Answers to questions about RV Repair and Maintenance from RV expert Dave Solberg, author of the “RV Handbook” and the managing editor of the RV Repair Club. This column appears Monday through Saturday in the RV Travel and RV Daily Tips newsletters. (Sign up for an email reminder for each new issue if you do not already receive one.) Today Dave discusses protecting or replacing old decals on RVs.
I have a 1997 Allegro Star Class A motorhome. It’s old, but for a first-timer, it feels great.
What can be done to the graphics to fix them? These are starting to fade and shatter. Is there a trick to keep them looking good? I’m going to get some of the Meguiar’s for the unit. Thanks. —Ellie
For years, the decal manufacturers have not recommended using any type of product on the vinyl.
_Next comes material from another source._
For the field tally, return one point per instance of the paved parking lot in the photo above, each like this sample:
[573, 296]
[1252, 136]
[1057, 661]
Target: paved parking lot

They especially warn not to wax them as they need to breathe. I’ve worked with Sharpline and Valley Screen and they just recommend washing with a mild detergent and keeping them out of sunlight. Most decals only have a life of about seven years unless the unit is covered a majority of the time.
That is one of the reasons more manufacturers have gone to painted stripes and even full-body paint to keep the fiberglass from deteriorating, as well.
There are two types of vinyl graphics, calendared vinyl and cast vinyl, both of which have a main ingredient of PVC or plastic. Calendared vinyl is cheaper and typically lasts 4-5 years, while cast vinyl can last much longer. Unlike a painted surface, decals are porous and petroleum-based, so any type of cleaner or protection that is solvent-based is not recommended. Several waxes have been developed with high UV protection that can be used, such as Meguiar’s, and others that have synthetic polymers.
The graphic may be restorable
If the graphic has just started to fade or “cloud,” there is a chance that it can be restored. Clean the graphic with a light detergent such as Dawn dish soap (blue) and a soft cloth, rinse thoroughly and dry completely. Condition with 303 Protectant or Protect All All-Purpose Surface Care. Some parts stores carry a decal restoration product, but I have not found much success with them. However, I have not tried more than a couple.
In my experience, once the graphics have started to crack and curl on the edges there is not much you can do to restore them. One thing I have done for the edges is to use a sharp knife like an X-Acto and trim off the edge and re-edge it with thin pinstriping that I got from an auto parts store.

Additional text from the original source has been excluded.